Photo of the week: Spittelau – Hundertwasser MVA – VIII
Ein letztes Foto aus Wien. Eigentlich wollte ich mir ja das Hundertwasser-Haus anschauen, bin dann aber in der U‑Bahn in die falsche Richtung gestiegen und kurzentschlossen zur Müllverbrennungsanlage Spittelau gefahren. Friedensreich Hundertwasser (auch bekannt für den Bahnhof Uelzen bei Lüneburg) hat hier nach einem Brand in den 1980er Jahren die Fassade der Müllverbrennungsanlage neu gestaltet (nicht im Bild: die goldene Kuppel, die den Schornstein krönt). Ich bin dem Projekt zum ersten Mal als Jugendlicher in einem großformatigen Hundertwasser-Kunstband begegnet, den ich damals geschenkt bekommen habe. Da wird schon deutlich, dass das (dort als „Heizbetrieb Spittelau“ firmierend) eine zwiespältige Sache ist, und dass wohl auch Hundertwasser selbst hin- und hergerissen war, ob er den Auftrag annehmen soll, diese Müllverbrennungsanlage in mitten der Stadt Wien vom Industriezweckbau zu einem Kunstwerk umzugestalten. In dem Buch (Harry Rand, Hundertwasser, Taschen 1991, S. 70) ist ein langer Brief Hundertwassers dokumentiert, in dem er die Vor- und Nachteile abwägt, den Dioxingehalt in der Abluft der MVA beschreibt, das Ideal der abfalllosen Gesellschaft und des völligen Verzichts auf fossile Brennstoffe entwickelt und letztlich die Entscheidung für die Gestaltung „dieses neuen Wahrzeichens“ trifft. Politische Kunst? Dekoration? Kitsch? Wiederverzauberung? Man weiß es nicht.
(Fast interessanter als die Kunst am Bau: die Gestaltung des Platzes davor, nicht von Hundertwasser, sondern durch die Wien Energie, mit solarbetriebenem Schatten- und Kühlespender, Hipster-Würstelstand und Aufenthaltsqualität.)
Normale Dinge
Mit Normalität ist das ja so eine Sache. Und manchmal liegt die Verwechslung mit Normativität nahe. Das soll jedenfalls schon vorgekommen sein. Was normal ist, was die Norm ist, das sagen bekanntlich wir – die normalen Leute. Und deswegen hier zehn Dinge, die normal sind.

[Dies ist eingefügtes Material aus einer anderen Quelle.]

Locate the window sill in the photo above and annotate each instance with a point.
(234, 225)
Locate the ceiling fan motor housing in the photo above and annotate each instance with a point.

- Normal ist es, den Alltag so organisieren, dass alle Strecken zu Fuß, mit dem ÖPNV oder per Rad zurückgelegt werden können und Urlaubsziele nach Erreichbarkeit auszusuchen.
- Normal ist es, beim Einkaufen nicht nur auf den Preis, sondern auch auf Siegel zu achten, im Winter keine Erdbeeren zu kaufen und die Biogurken liegen zu lassen, wenn sie aus Spanien kommen.
- Normal ist es, vegetarisch zu kochen (und die Katzen trotzdem mit Fleisch zu füttern).
- Normal (wenn auch manchmal ziemlich nervig) ist es, elektrische Geräte auszuschalten, wenn sie nicht gebraucht werden. Und leider ist es auch ziemlich normal, beim Essen schnell mal eben aufs Handy zu schauen, und dagegen anzukämpfen, sich davon ablenken zu lassen.
- Normal ist es, Menschen (egal ob an Supermarktkasssn, im beruflichen Kontext oder sonst irgendwo, wo Kommunikation stattfindet) freundlich zu behandeln.
- Normal ist es, zu allem eine Meinung zu haben (was nicht heißt, sie immer auch sagen zu müssen). Normal ist es, seine Meinung zu ändern, wenn es gute Argumente dafür gibt, etwas anders zu sehen.
- Normal ist es, nicht mehr Überstunden zu machen als unbedingt notwendig und die eigene Zeit zwischen Erwerbsarbeit, Sorgearbeit, Ehrenamt und Zeit für eigene Hobbys und Aktivitäten gut zu verteilen.
- Normal ist es, sich zwischen Eltern möglichst zu gleichen Teilen um die Kinder zu kümmern (und diese möglichst früh auf Augenhöhe zu behandeln).
- Normal ist es, obskure Fakten, Bücher und Filme zu kennen.
- Normal ist es, davon auszugehen, dass alle anderen genau die selben Vorstellungen von Normalität haben wie man selbst.